Sur les demandes relatives au [Adresse 9])
Constater l’acquisition de la clause résolutoire depuis le 7 mars 2025 ; CONSTATER en conséquence la résiliation du bail depuis le 7 mars 2025 ;
Condamner MAISON MINELLI, à titre de provision, au paiement de la somme de :165.500,65 euros TTC correspondant à la provision à valoir sur les loyers, charges, taxes et frais de commissaire de justice dus depuis le quatrième trimestre 2024 jusqu’au 7 mars 2025 inclus, date de résiliation des deux baux ; 871,30 euros TTC par jour, correspondant à la provision à valoir sur l’indemnité d’occupation non majorée, à compter du 7 mars 2025 jusqu’à la libération effective des locaux ; 849,69 euros TTC par jour, correspondant à la provision à valoir sur l’indemnité d’occupation majorée, à compter du 7 mars 2025 jusqu’à la libération effective des locaux ;Enjoindre à [Adresse 12] ainsi qu’à tout occupant des locaux de quitter les lieux dans un délai de 7 jours à compter de la date de la signification de la décision à intervenir, sous astreinte de 1.000 euros par jour de retard ; Ordonner, à défaut de restitution volontaire des locaux dans le délai de 7 jours à compter de la date de la signification de la décision à intervenir, l’expulsion de MAISON MINELLI, ainsi que de tous occupants, des locaux, avec le concours, en tant que de besoin, de la force publique et d’un serrurier.
En tout état de cause
Prendre acte du versement par [Adresse 12] d’une somme de 26.138,85 euros et DIRE qu’elle devra être déduite des sommes à recouvrer par SCI LYON 2 en vertu de l’ordonnance à intervenir ; Débouter [Adresse 12] de l’intégralité de ses demandes, fins et conclusions, notamment visant la suspension des effets des commandements de payer et l’octroi de délais de grâce ; Condamner MAISON MINELLI à verser à SCI LYON 2 la somme de 5.000 euros en application de l’article 700 du code de procédure civile ; Condamner [Adresse 12] aux entiers dépens.
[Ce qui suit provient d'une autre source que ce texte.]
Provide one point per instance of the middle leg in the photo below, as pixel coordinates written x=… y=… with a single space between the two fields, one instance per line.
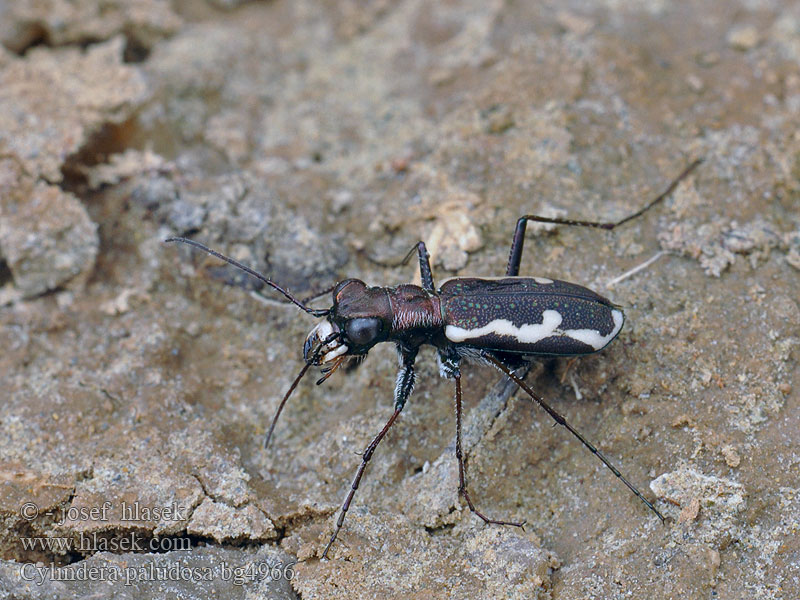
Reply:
x=462 y=467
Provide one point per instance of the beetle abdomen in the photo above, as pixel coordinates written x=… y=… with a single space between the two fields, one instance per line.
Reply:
x=526 y=315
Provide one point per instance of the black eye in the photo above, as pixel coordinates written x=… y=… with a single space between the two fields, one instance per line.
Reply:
x=362 y=330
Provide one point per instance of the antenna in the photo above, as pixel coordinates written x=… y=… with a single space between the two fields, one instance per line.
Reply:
x=316 y=312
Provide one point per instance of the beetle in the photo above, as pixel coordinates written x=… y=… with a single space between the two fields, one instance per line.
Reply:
x=503 y=322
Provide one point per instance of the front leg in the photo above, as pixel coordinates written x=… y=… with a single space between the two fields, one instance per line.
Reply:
x=403 y=388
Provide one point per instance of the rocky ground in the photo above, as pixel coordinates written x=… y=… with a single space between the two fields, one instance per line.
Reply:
x=318 y=141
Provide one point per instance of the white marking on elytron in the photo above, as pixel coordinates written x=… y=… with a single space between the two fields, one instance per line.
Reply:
x=533 y=333
x=334 y=348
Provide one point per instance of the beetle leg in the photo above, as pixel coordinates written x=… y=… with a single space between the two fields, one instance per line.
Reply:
x=426 y=274
x=462 y=467
x=562 y=421
x=405 y=384
x=515 y=255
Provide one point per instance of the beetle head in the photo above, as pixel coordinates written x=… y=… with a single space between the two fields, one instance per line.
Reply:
x=359 y=319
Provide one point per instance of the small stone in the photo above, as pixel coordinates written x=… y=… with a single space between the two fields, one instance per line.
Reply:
x=690 y=511
x=574 y=23
x=695 y=83
x=731 y=456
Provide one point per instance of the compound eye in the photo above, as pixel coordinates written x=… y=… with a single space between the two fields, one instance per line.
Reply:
x=362 y=330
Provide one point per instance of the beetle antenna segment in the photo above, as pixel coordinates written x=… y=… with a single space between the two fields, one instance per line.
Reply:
x=291 y=389
x=312 y=311
x=562 y=421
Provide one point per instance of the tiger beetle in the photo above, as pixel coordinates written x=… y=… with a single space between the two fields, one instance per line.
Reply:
x=503 y=322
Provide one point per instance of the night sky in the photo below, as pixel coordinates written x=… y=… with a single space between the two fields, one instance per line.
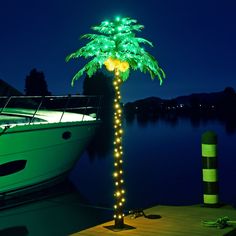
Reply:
x=194 y=42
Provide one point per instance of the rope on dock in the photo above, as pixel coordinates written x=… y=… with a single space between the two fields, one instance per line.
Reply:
x=220 y=223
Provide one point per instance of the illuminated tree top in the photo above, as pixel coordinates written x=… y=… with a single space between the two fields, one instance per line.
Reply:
x=116 y=47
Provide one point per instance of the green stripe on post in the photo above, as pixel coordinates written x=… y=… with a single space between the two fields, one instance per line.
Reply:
x=209 y=169
x=210 y=175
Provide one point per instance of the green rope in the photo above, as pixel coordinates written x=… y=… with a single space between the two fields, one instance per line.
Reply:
x=220 y=223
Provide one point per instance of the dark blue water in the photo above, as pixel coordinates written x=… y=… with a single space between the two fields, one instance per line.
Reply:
x=162 y=165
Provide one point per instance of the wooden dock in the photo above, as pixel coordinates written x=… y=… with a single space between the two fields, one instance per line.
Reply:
x=175 y=221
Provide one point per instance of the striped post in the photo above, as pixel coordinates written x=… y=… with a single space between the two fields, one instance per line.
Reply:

La SCI LYON 2 exposait les éléments suivants :
Un bail commercial a été signé entre SCI LYON 2 et la société MINELLI SAS le 14 mars 2016 pour une durée de 12 années pleines et entières avec prise d’effet au 1er janvier 2015, pour des locaux commerciaux situés [Adresse 4]. Le loyer annuel hors charges et hors taxes prévu par le bail s’élève à la somme de 100.000,00 € HT payable d’avance par trimestre civil (1er janvier, 1er avril, 1er juillet et 1er octobre de chaque année) et d’un loyer variable additionnel en fonction du chiffre d’affaires réalisé par le preneur.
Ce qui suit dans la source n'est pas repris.